Of interest: https://github.com/TEIC/Hackathon/blob/master/DH2015/xsl/hocr2tei.xsl

kba commented 5 years ago

PAGE2TEI https://github.com/dariok/page2tei

zuphilip commented 5 years ago

Thank you @kba, that looks interesting as well! Let me know when anyone wants to work on integrating any of these transformation in ocr-fileformat.

stweil commented 5 years ago

We don't have any use case for this at the moment.

Now we have a use case. We must convert 64833 TEI files (like this one) to ALTO for Kitodo Presentation / DFG Viewer.

jmechnich commented 5 years ago

A first attempt on writing a XSLT can be found here but although it produces valid HOCR, the subsequent transformation to ALTO is not successful (most likely due to the lack of ocr_line in the HOCR file).
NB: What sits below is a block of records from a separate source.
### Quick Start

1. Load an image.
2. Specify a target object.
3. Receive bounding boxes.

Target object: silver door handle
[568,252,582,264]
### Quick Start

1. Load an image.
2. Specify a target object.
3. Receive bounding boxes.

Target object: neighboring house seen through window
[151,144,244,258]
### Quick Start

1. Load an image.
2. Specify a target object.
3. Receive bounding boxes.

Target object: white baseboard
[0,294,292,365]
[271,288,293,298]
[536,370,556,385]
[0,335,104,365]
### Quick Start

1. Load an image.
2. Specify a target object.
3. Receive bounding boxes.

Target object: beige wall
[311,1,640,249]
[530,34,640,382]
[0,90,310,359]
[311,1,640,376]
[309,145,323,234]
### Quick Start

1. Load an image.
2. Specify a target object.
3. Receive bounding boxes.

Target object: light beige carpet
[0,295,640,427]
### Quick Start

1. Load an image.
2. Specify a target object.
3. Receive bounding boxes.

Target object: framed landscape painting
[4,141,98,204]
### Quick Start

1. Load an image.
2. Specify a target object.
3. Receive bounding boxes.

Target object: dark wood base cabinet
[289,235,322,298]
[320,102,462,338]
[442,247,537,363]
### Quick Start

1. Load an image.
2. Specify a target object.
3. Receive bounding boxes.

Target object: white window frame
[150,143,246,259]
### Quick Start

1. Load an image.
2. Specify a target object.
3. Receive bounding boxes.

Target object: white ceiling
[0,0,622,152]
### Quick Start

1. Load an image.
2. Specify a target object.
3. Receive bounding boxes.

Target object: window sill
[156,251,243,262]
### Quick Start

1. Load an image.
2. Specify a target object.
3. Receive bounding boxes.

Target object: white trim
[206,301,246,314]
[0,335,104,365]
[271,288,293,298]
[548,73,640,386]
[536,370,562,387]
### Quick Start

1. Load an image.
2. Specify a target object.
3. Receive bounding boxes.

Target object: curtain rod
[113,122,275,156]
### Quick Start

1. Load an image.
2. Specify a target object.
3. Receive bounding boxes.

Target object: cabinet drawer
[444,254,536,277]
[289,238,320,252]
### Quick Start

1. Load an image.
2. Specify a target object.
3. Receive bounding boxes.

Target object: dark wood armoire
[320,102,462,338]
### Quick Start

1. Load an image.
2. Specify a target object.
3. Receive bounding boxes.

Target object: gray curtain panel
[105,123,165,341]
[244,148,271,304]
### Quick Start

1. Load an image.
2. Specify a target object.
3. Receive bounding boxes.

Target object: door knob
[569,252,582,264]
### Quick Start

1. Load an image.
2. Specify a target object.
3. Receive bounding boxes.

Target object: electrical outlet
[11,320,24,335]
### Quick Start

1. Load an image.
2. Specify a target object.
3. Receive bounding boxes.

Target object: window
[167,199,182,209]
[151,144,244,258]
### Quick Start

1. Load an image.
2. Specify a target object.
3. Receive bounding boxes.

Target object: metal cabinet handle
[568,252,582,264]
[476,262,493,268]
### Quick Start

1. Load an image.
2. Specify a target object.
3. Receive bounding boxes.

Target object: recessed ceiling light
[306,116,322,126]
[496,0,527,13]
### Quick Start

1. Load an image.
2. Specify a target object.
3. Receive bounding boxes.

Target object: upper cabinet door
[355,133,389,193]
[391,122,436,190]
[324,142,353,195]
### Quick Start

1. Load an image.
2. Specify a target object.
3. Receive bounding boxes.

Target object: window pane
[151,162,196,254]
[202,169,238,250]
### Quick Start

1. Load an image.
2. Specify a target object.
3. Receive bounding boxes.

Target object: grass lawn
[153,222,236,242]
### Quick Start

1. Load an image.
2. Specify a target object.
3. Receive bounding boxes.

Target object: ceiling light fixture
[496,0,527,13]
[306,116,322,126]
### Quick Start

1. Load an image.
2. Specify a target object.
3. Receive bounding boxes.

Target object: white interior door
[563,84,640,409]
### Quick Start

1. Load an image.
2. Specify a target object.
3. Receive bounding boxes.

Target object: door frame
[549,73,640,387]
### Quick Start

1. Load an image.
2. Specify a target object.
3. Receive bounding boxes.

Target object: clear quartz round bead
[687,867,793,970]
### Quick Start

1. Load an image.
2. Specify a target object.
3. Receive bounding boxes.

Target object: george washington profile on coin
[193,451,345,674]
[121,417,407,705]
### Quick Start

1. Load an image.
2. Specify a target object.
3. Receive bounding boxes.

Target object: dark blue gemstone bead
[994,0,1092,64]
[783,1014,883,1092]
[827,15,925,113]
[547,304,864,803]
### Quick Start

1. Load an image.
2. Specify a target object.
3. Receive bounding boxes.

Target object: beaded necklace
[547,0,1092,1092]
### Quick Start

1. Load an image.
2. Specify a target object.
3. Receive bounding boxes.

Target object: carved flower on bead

I guess it would be possible to extract the document's line structure from jumps in the top-left coordinate of the words in a paragraph but I don't see an easy way on how to do this in XSLT. So maybe there will be a python script eventually...

zuphilip commented 5 years ago

Nice! @jmechnich Can you create a PR? Then it is easier to discuss this further. But I am quite happy with such a XSLT transformation, even when there are no ocr_lines (they are AFAIK also missing in your TEI file).

jmechnich commented 4 months ago

Several years later... 😏

Hi all, is this still an open issue as the PR has been merged without further discussion?